The Gathering Storm: This, Too, Shall Pass

So the Gathering Storm continues to drift in a direction that looks very much like Age of Sigmar for 40k. That doesn’t mean that all is lost, though. In this post, I’m going to give you a reason to take the shotgun out of your mouth.

For starters, the barrel is probably cleaned, if at all, with fluids that are intended to make it safe to hold, not safe to lick. A lot of the things we use to make objects more hygienic to handle are in fact poisonous when imbibed. If you wanted to die writhing in stomach churning agony, you would presumably just play Age of Sigmar until you dehydrated.

More importantly, let’s circle back around to Age of Sigmar. After all, the main reason why the Gathering Storm has filled us with apocalyptic anxiety rather than just making us roll our eyes at more Ultramarines Mary Sue bullshit like it’s 5th edition all over again is because Age of Sigmar happened. The stakes are higher now. Games Workshop has demonstrated a willingness to engage in setting destruction on an unprecedented scale, and 40k is looking less and less safe from that Armageddon every day.

But I actually have hope that Age of Sigmar may end up as something non-awful, and the reason for that hope is Cubicle 7. Cubicle 7 produced the One Ring RPG, and it has very effectively threaded the needle between respecting its source material while still allowing and encouraging enough flexibility for people to actually tell stories in the setting, rather than falling into the trap that many Lord of the Rings games do of slavishly following events laid out by Tolkien (reducing players to little more than bystanders to books and movies that they could be reading or watching instead of listening to the GM give them a half-assed recreation) or turning the actual Middle-Earth into another tone deaf generic fantasy world from the “misunderstanding Tolkien” school of design.

Cubicle 7 preserves the tone and themes of Tolkien’s design while explicitly encouraging players to change the minor details of the setting and even let players significantly alter the course of Middle-Earth’s history – after all, as the One Ring RPG points out, Tolkien made lots of tweaks and adjustments to Middle-Earth while he was alive. The One Ring RPG isn’t just a good RPG unto itself (although it is certainly that, deftly executing many new ideas in a way that is not perfect, but is far better than you might expect from something so experimental), it also espouses the kind of philosophy that leads to good RPGs in general. I have full confidence that Cubicle 7, unless crippled by executive meddling (and Games Workshop exercises almost no executive power off its spin-off materials at all), will produce an RPG for Age of Sigmar that will take the bland, uninspired setting and turn it into some actually good epic fantasy.

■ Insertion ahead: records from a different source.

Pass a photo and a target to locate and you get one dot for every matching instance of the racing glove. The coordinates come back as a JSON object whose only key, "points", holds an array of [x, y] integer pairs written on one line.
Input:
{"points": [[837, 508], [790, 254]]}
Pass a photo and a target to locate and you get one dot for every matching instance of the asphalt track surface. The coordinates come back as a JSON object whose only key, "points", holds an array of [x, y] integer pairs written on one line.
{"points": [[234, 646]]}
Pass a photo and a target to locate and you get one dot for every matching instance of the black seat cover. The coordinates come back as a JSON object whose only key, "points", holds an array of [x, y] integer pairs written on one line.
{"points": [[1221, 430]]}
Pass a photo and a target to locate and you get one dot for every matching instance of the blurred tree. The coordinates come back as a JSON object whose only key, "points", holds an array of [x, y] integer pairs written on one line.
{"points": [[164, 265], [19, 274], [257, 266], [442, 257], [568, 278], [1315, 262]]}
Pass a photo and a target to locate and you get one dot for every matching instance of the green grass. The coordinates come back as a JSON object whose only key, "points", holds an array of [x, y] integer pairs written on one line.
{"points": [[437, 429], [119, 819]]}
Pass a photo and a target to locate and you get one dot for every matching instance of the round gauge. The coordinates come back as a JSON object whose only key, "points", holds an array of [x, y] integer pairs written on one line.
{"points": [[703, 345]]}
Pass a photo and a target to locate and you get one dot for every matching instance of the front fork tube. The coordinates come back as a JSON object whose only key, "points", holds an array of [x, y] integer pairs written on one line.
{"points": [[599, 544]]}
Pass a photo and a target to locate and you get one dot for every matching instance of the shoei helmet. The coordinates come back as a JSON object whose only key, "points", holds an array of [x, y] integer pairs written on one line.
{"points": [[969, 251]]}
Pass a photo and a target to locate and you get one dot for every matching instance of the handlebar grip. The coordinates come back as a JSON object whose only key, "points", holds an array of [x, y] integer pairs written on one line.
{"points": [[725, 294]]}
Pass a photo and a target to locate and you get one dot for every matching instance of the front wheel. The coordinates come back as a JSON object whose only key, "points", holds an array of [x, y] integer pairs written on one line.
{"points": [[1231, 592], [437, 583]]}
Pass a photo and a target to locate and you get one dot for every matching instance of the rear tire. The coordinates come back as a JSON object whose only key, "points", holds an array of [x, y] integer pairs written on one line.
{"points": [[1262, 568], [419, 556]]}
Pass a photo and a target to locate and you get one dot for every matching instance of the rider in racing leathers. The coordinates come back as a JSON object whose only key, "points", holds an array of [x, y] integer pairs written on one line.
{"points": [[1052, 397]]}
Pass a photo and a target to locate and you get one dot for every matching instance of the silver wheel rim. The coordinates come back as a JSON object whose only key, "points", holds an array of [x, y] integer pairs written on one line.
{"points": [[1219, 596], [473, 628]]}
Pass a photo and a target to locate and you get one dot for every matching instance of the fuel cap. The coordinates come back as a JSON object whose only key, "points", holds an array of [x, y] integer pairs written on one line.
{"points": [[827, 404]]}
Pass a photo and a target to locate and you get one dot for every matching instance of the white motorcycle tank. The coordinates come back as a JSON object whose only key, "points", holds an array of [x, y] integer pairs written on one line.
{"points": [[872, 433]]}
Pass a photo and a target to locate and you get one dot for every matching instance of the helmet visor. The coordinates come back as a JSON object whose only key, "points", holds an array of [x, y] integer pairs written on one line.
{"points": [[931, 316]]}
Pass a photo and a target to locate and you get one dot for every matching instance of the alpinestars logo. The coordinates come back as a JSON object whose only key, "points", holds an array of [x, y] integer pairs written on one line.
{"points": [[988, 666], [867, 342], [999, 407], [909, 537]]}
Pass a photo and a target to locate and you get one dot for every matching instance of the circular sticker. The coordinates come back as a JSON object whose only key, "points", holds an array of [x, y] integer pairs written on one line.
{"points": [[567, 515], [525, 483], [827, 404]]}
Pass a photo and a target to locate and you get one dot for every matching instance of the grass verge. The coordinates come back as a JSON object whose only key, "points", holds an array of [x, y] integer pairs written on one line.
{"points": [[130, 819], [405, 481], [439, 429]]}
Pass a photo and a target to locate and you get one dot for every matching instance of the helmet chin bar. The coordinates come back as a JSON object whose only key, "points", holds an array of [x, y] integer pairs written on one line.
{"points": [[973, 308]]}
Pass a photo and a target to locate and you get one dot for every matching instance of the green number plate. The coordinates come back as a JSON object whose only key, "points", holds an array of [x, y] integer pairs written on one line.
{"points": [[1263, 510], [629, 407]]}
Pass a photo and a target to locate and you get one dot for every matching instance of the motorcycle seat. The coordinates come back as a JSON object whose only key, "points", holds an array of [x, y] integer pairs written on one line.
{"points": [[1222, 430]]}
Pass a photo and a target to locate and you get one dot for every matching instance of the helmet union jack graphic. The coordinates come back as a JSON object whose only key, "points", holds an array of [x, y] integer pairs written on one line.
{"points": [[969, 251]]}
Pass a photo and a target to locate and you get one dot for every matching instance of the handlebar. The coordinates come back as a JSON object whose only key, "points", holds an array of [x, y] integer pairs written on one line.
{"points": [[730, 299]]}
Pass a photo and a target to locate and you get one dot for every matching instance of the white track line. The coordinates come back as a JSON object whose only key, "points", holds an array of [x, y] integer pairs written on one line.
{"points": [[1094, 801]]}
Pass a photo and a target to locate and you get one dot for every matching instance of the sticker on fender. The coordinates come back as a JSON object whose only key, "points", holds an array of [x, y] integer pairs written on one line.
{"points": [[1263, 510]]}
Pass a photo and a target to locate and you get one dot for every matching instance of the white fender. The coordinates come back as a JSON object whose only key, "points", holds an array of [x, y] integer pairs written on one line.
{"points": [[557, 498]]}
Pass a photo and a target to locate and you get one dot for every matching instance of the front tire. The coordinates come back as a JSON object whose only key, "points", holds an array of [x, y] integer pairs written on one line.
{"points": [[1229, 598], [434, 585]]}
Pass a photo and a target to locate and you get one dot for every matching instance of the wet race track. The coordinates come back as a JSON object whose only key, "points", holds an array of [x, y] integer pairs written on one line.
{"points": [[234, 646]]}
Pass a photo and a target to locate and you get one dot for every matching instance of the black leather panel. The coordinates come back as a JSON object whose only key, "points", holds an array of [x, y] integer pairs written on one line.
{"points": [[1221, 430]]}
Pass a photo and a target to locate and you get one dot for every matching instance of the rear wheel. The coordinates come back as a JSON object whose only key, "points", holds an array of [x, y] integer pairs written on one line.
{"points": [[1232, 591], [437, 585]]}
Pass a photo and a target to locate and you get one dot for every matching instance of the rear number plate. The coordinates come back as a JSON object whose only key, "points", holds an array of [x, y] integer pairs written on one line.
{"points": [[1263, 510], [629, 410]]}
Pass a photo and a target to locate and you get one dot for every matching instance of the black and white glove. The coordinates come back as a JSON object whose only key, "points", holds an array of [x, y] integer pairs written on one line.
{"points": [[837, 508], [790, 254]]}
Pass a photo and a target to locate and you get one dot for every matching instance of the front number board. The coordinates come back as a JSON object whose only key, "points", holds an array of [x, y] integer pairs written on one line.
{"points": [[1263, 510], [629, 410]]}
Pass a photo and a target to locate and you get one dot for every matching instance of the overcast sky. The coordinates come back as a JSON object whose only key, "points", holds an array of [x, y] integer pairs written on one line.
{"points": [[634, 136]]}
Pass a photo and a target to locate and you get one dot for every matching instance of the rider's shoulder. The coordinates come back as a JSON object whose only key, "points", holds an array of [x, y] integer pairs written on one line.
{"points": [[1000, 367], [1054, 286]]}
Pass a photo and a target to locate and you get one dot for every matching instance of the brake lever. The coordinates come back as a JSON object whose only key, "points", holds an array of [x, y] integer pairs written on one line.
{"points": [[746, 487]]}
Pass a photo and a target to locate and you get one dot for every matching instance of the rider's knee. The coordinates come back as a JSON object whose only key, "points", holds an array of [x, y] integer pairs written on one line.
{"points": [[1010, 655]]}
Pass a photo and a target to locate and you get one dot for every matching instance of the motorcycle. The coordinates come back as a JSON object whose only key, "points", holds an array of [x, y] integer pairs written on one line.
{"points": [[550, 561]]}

It still won’t be Warhammer Fantasy, nor will it be a real successor to Warhammer Fantasy. It will be epic fantasy, not gothic fantasy. It will be good epic fantasy, but the foundation of the setting will still be Order vs. Chaos duking it out. The important thing, however, is that it will probably be good, and if Age of Sigmar can change from something terrible into something good, then anything is possible. Especially since Cubicle 7 is also producing the fourth edition of the Warhammer Fantasy RPG. The best thing to ever happen to Blood Bowl was Games Workshop ceasing to produce it and the fans taking over. Now something similar is happening to Warhammer Fantasy and it might ultimately be better for it. The same thing could happen to 40k, and after a rough few years where GW makes it clear that they are never going back to the way things were, we may get a Renaissance of pre-Guilliman material, going back to how things were from 3e to 7e, with the clock frozen eternally at five minutes to midnight and the timeline mainly advancing backwards, filling in details of things that happened between the Heresy and the End Times.

Whatever happens, Warhammer Fantasy and 40k are more than just a Games Workshop property at this point. They couldn’t kill them if they tried (and boy howdy are they trying). The Gathering Storm is bad, and it is probably going to get worse, but after Games Workshop finishes shitting itself, 40k will still be there.